"Strange! since the consumers are so much more considerable a body than any class of the protected."
"Nothing is strange when there is a want of money. Does not a minor make over his property to sharpers for his debts before he has enjoyed it? Do not the besieged in a city revel in food and wine while starvation impends? If so, why should not a government, involved in ruinous wars and other extravagance, stake the commerce of the country for an immediate supply of money? When new taxes must be imposed, submission has been bought by new protections. The example once set, other restrictions have followed, till those who possess nothing but the fruits of their own labour bear the whole burden. They pay to the landlords, that bread may be dear; they pay to the India House, that tea may be rendered a blameable luxury to them, and that what is woven in eastern looms may be out of their reach; they paid for the wars which occasioned the restraints which they now pay to keep up."

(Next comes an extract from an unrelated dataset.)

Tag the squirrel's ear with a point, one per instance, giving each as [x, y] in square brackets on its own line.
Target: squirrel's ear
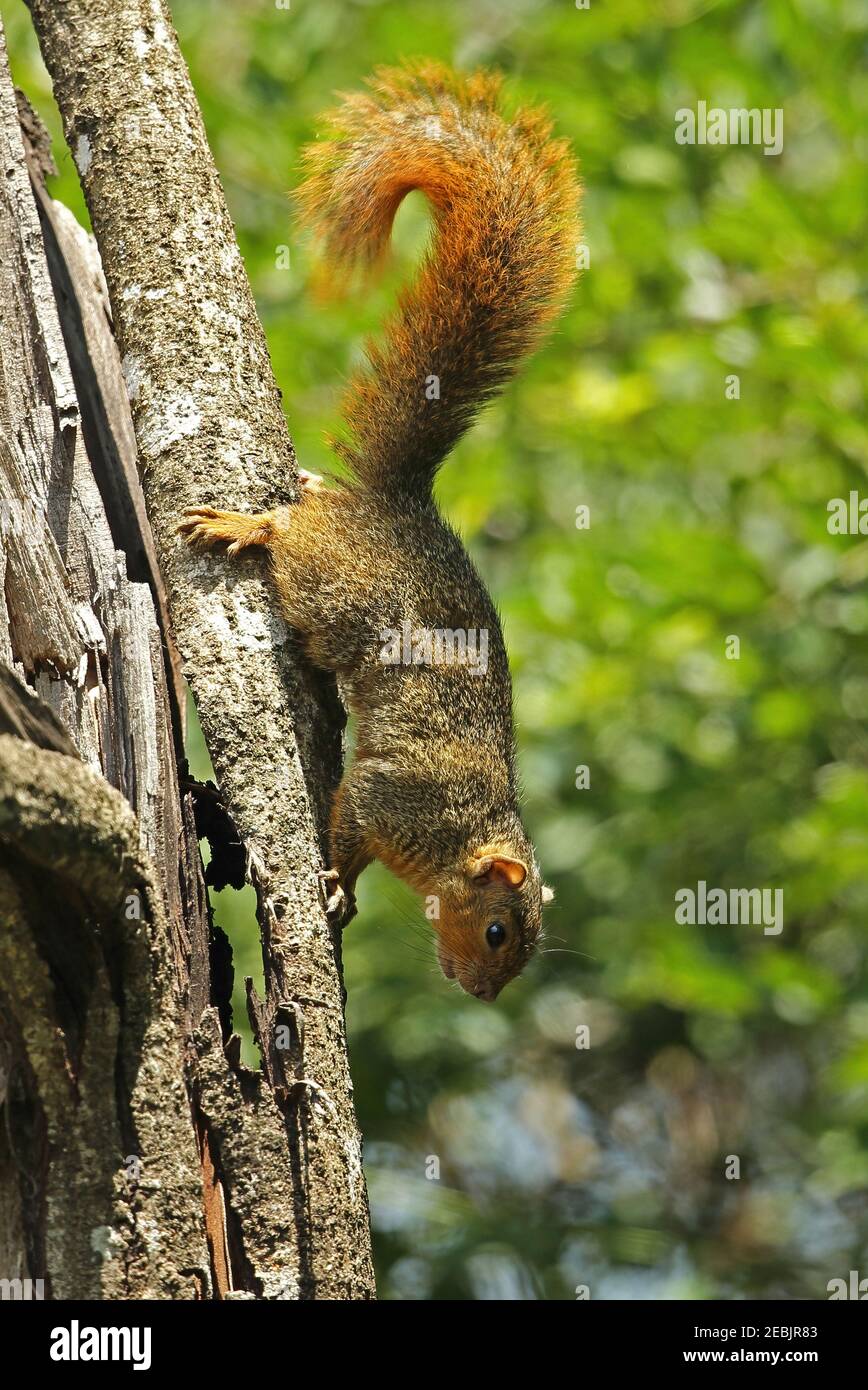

"But why do they thus pay? And is not all this a reason why they should welcome you, instead of desiring a continuance of their bondage?"
"Slaves often hug their chains as ornaments, and the ignorant mistake custom for right. My enemies are not aware how they have suffered from the long custom of restriction; and it was my folly to expect a welcome from the poor, who have ever been taught, that what a foreigner gains an Englishman must lose; or from masters who have been cradled in fear, not by the generous nurse,--competition, but by the jealous demon,--monopoly."
"Truly," exclaimed Mademoiselle, "the lark is likely to be hooted and clawed if she ventures among the owls. You are right, brother; there is nothing for it but fleeing away."
"These owls being even now transforming into day-birds, and the lark having once been an owl herself, both should have patience with each other," replied her brother, laughing. "But though the hooting may be borne for awhile, the tearing to pieces is hardly to be awaited in patience. I have been growing more unpopular every day, my dear; I see it in many faces, whenever I look beyond my own people. They like me, I believe; but they will soon be threatened out of working for me. They will also seize on this imputation, that I make use of them as a screen for practices which take work out of the hands of their brethren. After they have learned--only through my zeal overcoming their reluctance--to rival us in the niceties of our art, they will drive us away as if we had done them an injury."
"And yet you will not let me reproach them."
"If you must blame, blame the selfish monarchs, the temporising ministers, the barbarous aristocracies, the vain-glorious generations of the people that have passed away,--rather than the descendants on whom they have entailed the consequences of their mutual follies. The spirit of barbarism lingers about its mortal remains. Barbaric wars are hushed, the dead having buried their dead;--Barbaric shows are fading in splendour, and are as much mocked at as admired;--Barbaric usurpations are being resisted and supplanted day by day; but the infatuation which upheld them so long is not altogether dispelled; and if we rashly suppose that it is, we deserve to suffer for coming within its reach. I was wrong to settle among a people who invited us to a contraband trade, were driven by their own vicissitudes to offer us, with much reluctance, a lawful one; and now, through the hardness of their own terms, suspect us wrongfully, and make a great crime of that which they themselves have taught us."
"They seem to forget that we are on equal terms of obligation; that we French take as much of the produce of their industry as they take of ours."
"I shall urge this on our jealous neighbours, and will go as an equal to a brother manufacturer for counsel," observed M. Gaubion. "Culver knows little of me, but he holds many of my principles, and to him will I now go. If he thinks this charge of importance, I will deal with it as he advises; if not, I will strive to think so too."